I'm researching a bug that looks like some kind of timing issue and so I'm a bit curious about how events work in Delphi 7. What happens is we get some data sent to our application through a COM interface and it gets handled in an event raised from the COM thread. It seems like the event, which has quite a bit of code in it, takes longer and longer to execute and after a while the entire application crashes. There are calls to graphics and stuffing into large arrays inside the event that might affect time. I have been unable to spot any significant increase in memory usage and have not had opportunity to run any profilers to check for leaks yet. Also, the obvious thing to test would be to strip the event of all the code in it just to see if we can run for a longer period of time.
Are events serial or parallell in Delphi, that is, if I get a new event while one is executing -what happens? Is it run in parallell on some kind of automatic thread, is it ignored or is it queued up?

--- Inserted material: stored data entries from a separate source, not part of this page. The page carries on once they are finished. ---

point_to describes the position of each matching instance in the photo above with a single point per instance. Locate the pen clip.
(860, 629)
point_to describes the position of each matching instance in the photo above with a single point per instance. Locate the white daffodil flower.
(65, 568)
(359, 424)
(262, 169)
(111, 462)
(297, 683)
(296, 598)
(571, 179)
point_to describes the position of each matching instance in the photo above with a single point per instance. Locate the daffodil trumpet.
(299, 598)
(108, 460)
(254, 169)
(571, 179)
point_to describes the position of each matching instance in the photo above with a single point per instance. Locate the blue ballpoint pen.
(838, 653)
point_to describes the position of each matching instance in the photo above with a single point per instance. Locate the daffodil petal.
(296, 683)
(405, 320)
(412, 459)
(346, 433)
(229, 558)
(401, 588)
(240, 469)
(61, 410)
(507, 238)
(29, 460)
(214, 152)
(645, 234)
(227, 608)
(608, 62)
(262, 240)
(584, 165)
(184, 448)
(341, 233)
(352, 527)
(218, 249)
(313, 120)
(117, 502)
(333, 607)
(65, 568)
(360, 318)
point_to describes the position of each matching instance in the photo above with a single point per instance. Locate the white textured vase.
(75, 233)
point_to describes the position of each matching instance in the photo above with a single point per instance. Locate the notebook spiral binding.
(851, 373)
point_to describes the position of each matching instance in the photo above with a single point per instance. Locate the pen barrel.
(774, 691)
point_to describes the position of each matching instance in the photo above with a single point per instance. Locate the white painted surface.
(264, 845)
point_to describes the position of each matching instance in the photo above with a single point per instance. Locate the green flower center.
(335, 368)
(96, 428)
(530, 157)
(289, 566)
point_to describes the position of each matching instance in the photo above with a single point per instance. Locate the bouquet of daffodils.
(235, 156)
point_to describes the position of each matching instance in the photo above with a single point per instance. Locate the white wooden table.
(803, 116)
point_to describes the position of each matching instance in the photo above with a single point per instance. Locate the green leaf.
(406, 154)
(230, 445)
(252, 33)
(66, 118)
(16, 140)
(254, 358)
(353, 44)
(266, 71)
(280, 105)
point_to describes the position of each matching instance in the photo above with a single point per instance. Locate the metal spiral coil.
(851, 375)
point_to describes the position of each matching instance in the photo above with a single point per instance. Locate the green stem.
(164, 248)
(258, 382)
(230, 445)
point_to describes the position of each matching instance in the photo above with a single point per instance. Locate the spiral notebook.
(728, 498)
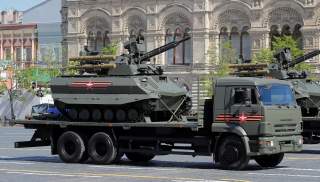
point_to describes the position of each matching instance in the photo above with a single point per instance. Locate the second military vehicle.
(307, 92)
(125, 88)
(248, 118)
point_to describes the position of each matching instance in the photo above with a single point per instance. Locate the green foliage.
(228, 54)
(3, 87)
(221, 64)
(289, 42)
(265, 55)
(111, 49)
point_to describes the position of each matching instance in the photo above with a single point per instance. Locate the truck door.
(243, 107)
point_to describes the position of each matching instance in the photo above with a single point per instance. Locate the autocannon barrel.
(92, 67)
(161, 49)
(304, 58)
(106, 58)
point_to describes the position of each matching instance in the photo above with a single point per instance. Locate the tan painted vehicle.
(248, 118)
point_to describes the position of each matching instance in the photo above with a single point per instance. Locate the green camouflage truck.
(247, 118)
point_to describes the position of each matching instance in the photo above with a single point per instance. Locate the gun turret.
(304, 58)
(285, 61)
(160, 50)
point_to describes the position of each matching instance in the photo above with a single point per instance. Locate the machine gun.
(138, 55)
(132, 63)
(279, 69)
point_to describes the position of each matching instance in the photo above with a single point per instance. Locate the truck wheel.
(101, 148)
(70, 147)
(269, 160)
(139, 157)
(118, 157)
(232, 154)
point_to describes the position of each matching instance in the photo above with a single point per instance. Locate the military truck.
(307, 91)
(247, 118)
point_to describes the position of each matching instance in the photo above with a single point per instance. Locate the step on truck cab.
(247, 118)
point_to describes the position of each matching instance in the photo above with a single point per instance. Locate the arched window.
(286, 31)
(235, 40)
(91, 41)
(106, 39)
(182, 54)
(297, 35)
(245, 44)
(274, 32)
(240, 43)
(169, 53)
(187, 46)
(223, 39)
(99, 41)
(178, 51)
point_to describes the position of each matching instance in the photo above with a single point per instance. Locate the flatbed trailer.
(233, 133)
(311, 130)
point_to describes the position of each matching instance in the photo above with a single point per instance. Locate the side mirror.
(248, 103)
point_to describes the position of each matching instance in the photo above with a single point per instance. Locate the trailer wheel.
(232, 154)
(269, 160)
(101, 148)
(71, 147)
(118, 157)
(139, 157)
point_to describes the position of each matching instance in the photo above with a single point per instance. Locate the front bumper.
(276, 144)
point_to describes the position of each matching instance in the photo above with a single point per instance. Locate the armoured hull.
(119, 98)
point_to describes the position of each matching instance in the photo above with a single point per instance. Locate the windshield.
(276, 94)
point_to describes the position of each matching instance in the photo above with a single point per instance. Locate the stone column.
(259, 39)
(22, 46)
(1, 47)
(33, 54)
(199, 40)
(11, 47)
(161, 40)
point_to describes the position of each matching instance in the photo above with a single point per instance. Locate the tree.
(221, 64)
(265, 55)
(289, 42)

If it is queued up, how many can I have in the queue before the application crashes?
Does indexing into a large array take longer the further into it you are? Even if it's of a fixed size? I don't think it should so I'm looking for leaks and allocations that take time. If I get sent an object through the event, should I dispose of it within the event or in the "calling" code?
What things usually do not scale well in Delphi? What can I look for that would increase in execution time?
Finally, since this is COM related, any pointers to common pitfalls in COM are appreciated although I realize this is tricky. I do have a grip on co-initialize though.